Coriolanus | Film review
Ralph Fiennes blasts one of Shakespeare’s least-heralded tragic heroes into a modern context.
Ralph Fiennes’s intermittently stirring Coriolanus blasts one of Shakespeare’s underperformed plays into a modern context. The text’s fractious Rome has been given a decidedly Balkan flavor, with bits of Iraq and perhaps various South American revolutions scattered in. Updates on senate grappling and popular unrest are delivered by newscast, while violent combat sequences offer lengthy breaks designed to placate anyone who finds the Bard’s moral quandaries insufficiently stimulating.
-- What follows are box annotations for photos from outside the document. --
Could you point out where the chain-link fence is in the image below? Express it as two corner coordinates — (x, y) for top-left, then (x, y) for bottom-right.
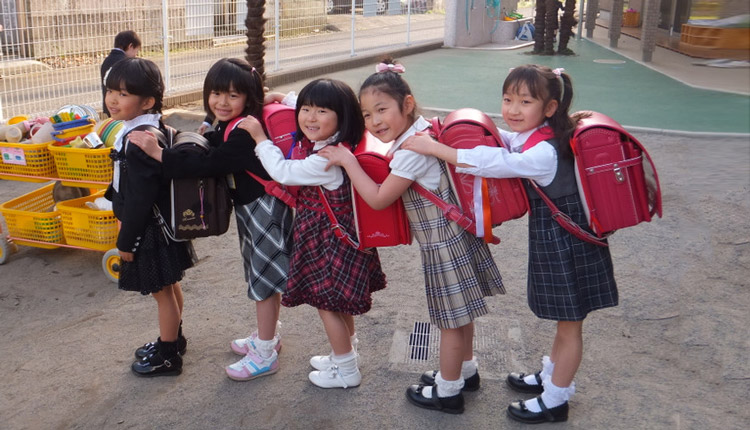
(0, 0), (445, 119)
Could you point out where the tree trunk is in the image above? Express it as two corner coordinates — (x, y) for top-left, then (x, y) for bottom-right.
(557, 0), (578, 55)
(245, 0), (266, 82)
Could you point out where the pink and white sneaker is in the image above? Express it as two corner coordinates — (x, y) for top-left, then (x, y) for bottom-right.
(226, 351), (279, 381)
(231, 330), (281, 355)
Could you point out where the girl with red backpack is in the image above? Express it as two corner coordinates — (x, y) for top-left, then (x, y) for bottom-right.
(320, 59), (505, 414)
(404, 65), (618, 424)
(240, 79), (386, 388)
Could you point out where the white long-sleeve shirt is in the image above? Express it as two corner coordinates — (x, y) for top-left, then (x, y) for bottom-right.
(456, 124), (557, 187)
(389, 116), (441, 190)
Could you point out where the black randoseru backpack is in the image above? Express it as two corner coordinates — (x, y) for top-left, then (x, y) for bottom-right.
(125, 126), (232, 241)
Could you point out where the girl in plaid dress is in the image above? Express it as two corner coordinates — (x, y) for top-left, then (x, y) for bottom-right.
(129, 58), (292, 381)
(404, 65), (618, 423)
(240, 79), (385, 388)
(321, 59), (505, 414)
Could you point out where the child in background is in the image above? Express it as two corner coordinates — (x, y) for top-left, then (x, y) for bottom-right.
(404, 65), (618, 423)
(240, 79), (386, 388)
(99, 30), (141, 115)
(131, 58), (292, 381)
(320, 59), (505, 414)
(105, 58), (196, 376)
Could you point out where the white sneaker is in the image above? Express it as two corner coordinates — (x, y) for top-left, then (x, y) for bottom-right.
(310, 338), (359, 370)
(231, 330), (281, 355)
(308, 364), (362, 388)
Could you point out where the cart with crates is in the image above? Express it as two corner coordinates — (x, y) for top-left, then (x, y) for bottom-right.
(0, 114), (120, 282)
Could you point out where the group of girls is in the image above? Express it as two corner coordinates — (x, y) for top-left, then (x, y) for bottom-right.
(105, 52), (617, 423)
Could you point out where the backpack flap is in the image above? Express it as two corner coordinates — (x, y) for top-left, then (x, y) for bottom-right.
(570, 112), (661, 237)
(438, 108), (528, 239)
(352, 131), (412, 249)
(263, 103), (297, 160)
(169, 132), (232, 240)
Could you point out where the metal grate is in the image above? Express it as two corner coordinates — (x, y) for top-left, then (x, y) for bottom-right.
(409, 321), (440, 361)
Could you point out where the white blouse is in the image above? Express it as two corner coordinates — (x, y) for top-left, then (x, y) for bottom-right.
(389, 116), (441, 190)
(456, 124), (557, 187)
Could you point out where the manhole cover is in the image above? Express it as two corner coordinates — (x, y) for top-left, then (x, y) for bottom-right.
(594, 58), (625, 64)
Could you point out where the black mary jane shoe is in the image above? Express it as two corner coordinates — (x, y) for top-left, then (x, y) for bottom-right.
(135, 336), (187, 360)
(508, 396), (568, 424)
(420, 370), (479, 391)
(505, 372), (544, 394)
(406, 384), (464, 414)
(130, 351), (182, 377)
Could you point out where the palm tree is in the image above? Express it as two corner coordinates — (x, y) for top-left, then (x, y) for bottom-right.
(532, 0), (559, 55)
(245, 0), (266, 81)
(557, 0), (578, 55)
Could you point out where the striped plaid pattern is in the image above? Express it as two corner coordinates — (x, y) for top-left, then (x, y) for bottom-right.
(402, 163), (505, 328)
(281, 175), (386, 315)
(234, 194), (293, 301)
(528, 194), (618, 321)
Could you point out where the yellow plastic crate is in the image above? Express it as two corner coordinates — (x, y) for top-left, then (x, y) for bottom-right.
(0, 142), (57, 180)
(48, 144), (112, 183)
(0, 184), (65, 249)
(57, 191), (119, 251)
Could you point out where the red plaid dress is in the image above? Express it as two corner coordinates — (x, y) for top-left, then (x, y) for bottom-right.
(281, 174), (385, 315)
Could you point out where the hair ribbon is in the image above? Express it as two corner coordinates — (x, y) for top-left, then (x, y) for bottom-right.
(375, 63), (406, 73)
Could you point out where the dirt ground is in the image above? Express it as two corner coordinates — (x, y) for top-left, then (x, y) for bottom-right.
(0, 112), (750, 430)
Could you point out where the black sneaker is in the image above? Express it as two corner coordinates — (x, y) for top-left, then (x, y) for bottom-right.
(420, 370), (479, 391)
(135, 336), (187, 360)
(130, 341), (182, 377)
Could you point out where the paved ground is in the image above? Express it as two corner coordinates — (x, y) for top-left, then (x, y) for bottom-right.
(0, 22), (750, 430)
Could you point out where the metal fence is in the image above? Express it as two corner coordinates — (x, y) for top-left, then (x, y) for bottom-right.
(0, 0), (445, 120)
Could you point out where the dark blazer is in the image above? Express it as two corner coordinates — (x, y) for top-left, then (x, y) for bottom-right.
(100, 48), (126, 116)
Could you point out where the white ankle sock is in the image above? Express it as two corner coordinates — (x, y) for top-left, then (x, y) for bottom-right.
(422, 372), (464, 399)
(542, 378), (576, 409)
(461, 357), (479, 379)
(255, 338), (277, 358)
(523, 355), (555, 385)
(331, 350), (359, 376)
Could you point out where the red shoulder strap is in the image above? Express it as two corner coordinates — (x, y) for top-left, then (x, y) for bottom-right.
(224, 116), (245, 142)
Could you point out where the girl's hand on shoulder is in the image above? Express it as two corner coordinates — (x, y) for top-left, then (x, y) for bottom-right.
(237, 115), (268, 143)
(117, 249), (135, 263)
(401, 131), (439, 155)
(318, 143), (357, 170)
(128, 130), (162, 162)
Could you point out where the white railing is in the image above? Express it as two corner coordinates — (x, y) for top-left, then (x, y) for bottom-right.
(0, 0), (445, 120)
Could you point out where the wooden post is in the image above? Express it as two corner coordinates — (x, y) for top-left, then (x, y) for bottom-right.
(641, 0), (661, 63)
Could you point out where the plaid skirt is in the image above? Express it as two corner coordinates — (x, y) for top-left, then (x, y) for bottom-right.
(234, 194), (293, 301)
(527, 194), (618, 321)
(281, 181), (386, 315)
(117, 218), (198, 295)
(402, 167), (505, 328)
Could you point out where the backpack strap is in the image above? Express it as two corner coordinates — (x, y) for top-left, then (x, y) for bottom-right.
(318, 185), (372, 254)
(521, 126), (609, 246)
(224, 116), (296, 207)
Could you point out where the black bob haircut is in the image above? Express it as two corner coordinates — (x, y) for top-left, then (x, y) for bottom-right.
(295, 79), (365, 150)
(104, 58), (164, 113)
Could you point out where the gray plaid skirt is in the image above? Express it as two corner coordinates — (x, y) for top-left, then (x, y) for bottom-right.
(402, 165), (505, 328)
(527, 194), (618, 321)
(234, 194), (293, 301)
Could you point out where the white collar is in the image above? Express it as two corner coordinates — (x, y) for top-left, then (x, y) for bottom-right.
(312, 131), (339, 151)
(388, 116), (430, 155)
(509, 121), (549, 150)
(114, 113), (161, 151)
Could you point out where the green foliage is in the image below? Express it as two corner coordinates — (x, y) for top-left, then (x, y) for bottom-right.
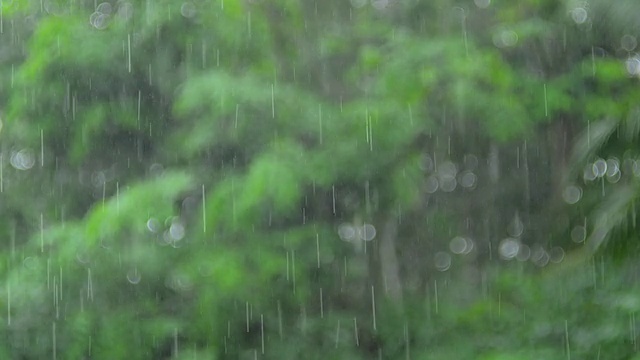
(0, 0), (640, 360)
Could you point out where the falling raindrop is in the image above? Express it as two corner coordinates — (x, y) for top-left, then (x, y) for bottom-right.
(549, 246), (564, 264)
(473, 0), (491, 9)
(371, 0), (389, 10)
(463, 154), (478, 171)
(147, 218), (161, 233)
(419, 154), (434, 172)
(624, 56), (640, 76)
(117, 1), (133, 21)
(440, 175), (458, 192)
(571, 7), (589, 24)
(9, 149), (36, 170)
(169, 221), (184, 241)
(531, 245), (549, 267)
(449, 236), (467, 254)
(507, 214), (524, 237)
(180, 1), (197, 18)
(338, 223), (357, 241)
(438, 161), (458, 177)
(459, 171), (478, 189)
(582, 164), (598, 181)
(127, 268), (142, 285)
(96, 2), (113, 15)
(516, 244), (531, 261)
(434, 251), (451, 271)
(562, 185), (582, 205)
(360, 224), (376, 241)
(571, 225), (587, 243)
(424, 175), (439, 194)
(593, 159), (607, 177)
(493, 30), (518, 48)
(498, 238), (520, 260)
(620, 34), (638, 51)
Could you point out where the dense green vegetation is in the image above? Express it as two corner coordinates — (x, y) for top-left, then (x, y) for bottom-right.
(0, 0), (640, 360)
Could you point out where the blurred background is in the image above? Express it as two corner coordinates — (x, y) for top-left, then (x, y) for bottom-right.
(0, 0), (640, 360)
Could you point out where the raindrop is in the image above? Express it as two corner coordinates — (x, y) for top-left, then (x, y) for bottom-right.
(473, 0), (491, 9)
(531, 246), (549, 267)
(424, 175), (439, 194)
(460, 171), (478, 189)
(169, 222), (184, 241)
(498, 238), (520, 260)
(440, 175), (458, 192)
(338, 223), (357, 241)
(360, 224), (376, 241)
(147, 218), (161, 233)
(620, 34), (638, 51)
(549, 246), (564, 264)
(9, 149), (36, 170)
(434, 251), (451, 271)
(562, 185), (582, 205)
(91, 171), (107, 187)
(149, 163), (164, 177)
(118, 2), (133, 20)
(180, 1), (196, 18)
(76, 250), (89, 264)
(493, 30), (518, 48)
(419, 154), (434, 172)
(607, 171), (622, 184)
(449, 236), (467, 254)
(463, 238), (475, 255)
(22, 256), (37, 270)
(606, 158), (620, 176)
(625, 57), (640, 76)
(516, 244), (531, 261)
(571, 225), (587, 243)
(127, 268), (142, 285)
(371, 0), (389, 10)
(96, 2), (112, 15)
(582, 164), (597, 181)
(632, 160), (640, 177)
(463, 154), (478, 171)
(507, 214), (524, 237)
(571, 7), (588, 24)
(438, 161), (458, 176)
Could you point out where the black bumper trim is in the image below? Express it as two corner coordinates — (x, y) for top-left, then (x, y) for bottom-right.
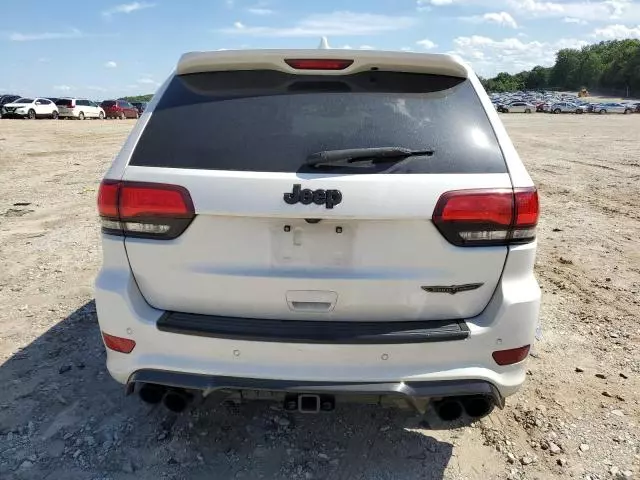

Can’t Shakespeare just be Shakespeare anymore?
These conceptual gambits threaten to overwhelm the language, as do the too-brisk line readings and vérité shooting style. (The cinematographer is The Hurt Locker’s Barry Ackroyd.) Fiennes and screenwriter John Logan serve the play better when drawing parallels to contemporary politics, as war hero Martius (Fiennes), granted the honorary cognomen Coriolanus, finds himself prodded into a campaigner’s life, then exiled for showing contempt toward the masses and the glad-handing required of him. (Bloody Sunday’s James Nesbitt, as Martius’s savviest political rival, gives a standout performance.)
The second half is where Fiennes brings it home, as Martius, banished from Rome, returns to invade his homeland united with his former nemesis (Gerard Butler, whose Scottish brogue obscures his dialogue). None of the previous unevenness can dispel the power of the finale, as the warrior’s pleading mother (a sterling Vanessa Redgrave) begs for mercy from a son torn between aggression and principle. It’s here, in its last flourish, that this Coriolanus seems worthy of such a towering character.